Chasing the Start (Part 1)
by Evan Marcroft
There, quick—the blue sky bleeds. A runner in red tumbles across it, unstoppable, the sun itself shattering against her armor. One leg outstretched, the other flung behind her, vaulting from one moment to the next, and between them suspended in flight for a small forever. You read the number that burns on her armor and you that this is not the end. She is proof that you are not finished yet, a promise chiseled into the diamond of history. She will always be here, always this strand.
You want to say something to her, but she is already gone.
The date is June 18th, 1815. The place is Waterlô. And Sa Segokgo is racing against time.
The treads of her boots scoop up huge tracts of bloody, Belgian soil and thresh it into aerosol. Archaic bullets dart about her like swarming mosquitoes, pinging noisily off her poly-diadmant suit, its staalglas facepiece. An experienced strandrunner, she is not daunted by such minor impacts. Over ridges and craters she leaps, devouring meters with each stride, explosively imprinting the IOvac corporate icon wherever she lands. Her armor does its work, yes, but it is her conditioned body that knows how to exert itself most efficiently. Every movement must barter energy for distance, and profit. There are no pit stops in this sport; to spend recklessly will purchase only a quicker death.
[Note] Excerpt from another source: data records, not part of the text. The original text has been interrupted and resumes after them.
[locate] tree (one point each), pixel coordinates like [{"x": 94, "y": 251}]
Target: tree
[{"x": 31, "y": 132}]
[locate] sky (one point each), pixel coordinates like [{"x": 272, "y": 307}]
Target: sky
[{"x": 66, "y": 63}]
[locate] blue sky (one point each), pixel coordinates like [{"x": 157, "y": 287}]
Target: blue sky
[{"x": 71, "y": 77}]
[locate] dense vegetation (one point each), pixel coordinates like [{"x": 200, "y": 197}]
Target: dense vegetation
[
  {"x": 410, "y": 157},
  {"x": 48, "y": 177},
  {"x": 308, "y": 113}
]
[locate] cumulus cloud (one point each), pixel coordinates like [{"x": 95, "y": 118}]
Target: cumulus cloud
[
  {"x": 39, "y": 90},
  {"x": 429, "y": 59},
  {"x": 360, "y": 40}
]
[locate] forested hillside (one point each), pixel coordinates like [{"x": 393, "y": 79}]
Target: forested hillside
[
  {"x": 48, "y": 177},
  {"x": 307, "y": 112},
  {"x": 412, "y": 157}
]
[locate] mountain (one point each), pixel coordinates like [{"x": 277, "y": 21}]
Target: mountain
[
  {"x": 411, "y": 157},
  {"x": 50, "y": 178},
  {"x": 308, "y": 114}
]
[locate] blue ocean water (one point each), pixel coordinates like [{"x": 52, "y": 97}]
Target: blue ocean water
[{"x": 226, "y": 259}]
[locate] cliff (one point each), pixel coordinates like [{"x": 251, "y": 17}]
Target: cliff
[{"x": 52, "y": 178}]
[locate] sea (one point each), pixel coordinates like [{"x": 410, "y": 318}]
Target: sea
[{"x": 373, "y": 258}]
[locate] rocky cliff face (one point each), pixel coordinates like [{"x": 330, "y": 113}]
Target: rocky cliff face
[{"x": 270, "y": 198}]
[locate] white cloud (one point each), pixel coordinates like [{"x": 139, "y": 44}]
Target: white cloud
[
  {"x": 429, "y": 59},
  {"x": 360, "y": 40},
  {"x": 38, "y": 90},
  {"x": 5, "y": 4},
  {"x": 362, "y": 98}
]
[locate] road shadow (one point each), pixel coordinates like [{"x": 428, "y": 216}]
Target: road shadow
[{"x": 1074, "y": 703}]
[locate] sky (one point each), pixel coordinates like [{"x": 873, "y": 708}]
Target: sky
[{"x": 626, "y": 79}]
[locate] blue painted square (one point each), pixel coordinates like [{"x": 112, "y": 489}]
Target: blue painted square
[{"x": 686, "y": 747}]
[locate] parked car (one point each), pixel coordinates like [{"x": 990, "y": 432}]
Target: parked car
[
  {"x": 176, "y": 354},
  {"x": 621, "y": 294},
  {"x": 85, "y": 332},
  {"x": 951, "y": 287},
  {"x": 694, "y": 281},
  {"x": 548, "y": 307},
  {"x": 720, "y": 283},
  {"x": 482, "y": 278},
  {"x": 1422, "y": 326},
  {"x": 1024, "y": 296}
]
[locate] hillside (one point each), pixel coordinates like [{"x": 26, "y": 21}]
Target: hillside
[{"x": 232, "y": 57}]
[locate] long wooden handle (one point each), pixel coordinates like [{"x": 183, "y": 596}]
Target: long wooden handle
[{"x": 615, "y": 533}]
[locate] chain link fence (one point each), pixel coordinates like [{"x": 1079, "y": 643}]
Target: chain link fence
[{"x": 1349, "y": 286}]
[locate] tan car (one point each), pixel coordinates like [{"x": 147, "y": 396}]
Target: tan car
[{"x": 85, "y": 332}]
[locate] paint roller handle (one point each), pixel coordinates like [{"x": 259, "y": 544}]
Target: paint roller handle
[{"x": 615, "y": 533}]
Her brain thinks to itself in the voice of her spotter. ͼ-Sa, on your five, Luboy cautions. Another runner in the strand. Watch out— -ͽ
Sa pings a wordless acknowledgement to her crew, but doesn’t bother looking back. Her lead is enough that this newcomer is irrelevant. You are the Dragonhoof, she tells herself, the Hot Number 99. First place starts behind you.
Ahead of her, the front lines of the French and British armies are crashing together. Wellington on the left hand, Napoleon on the right. Her suit blasts a klaxon that yanks every eye towards her just as the two great waves of bodies meet in the gully between two trampled hills and blast themselves apart. Sa has ten seconds left in this strand; she is going forward, no matter what. Better they see her coming and get out of her way.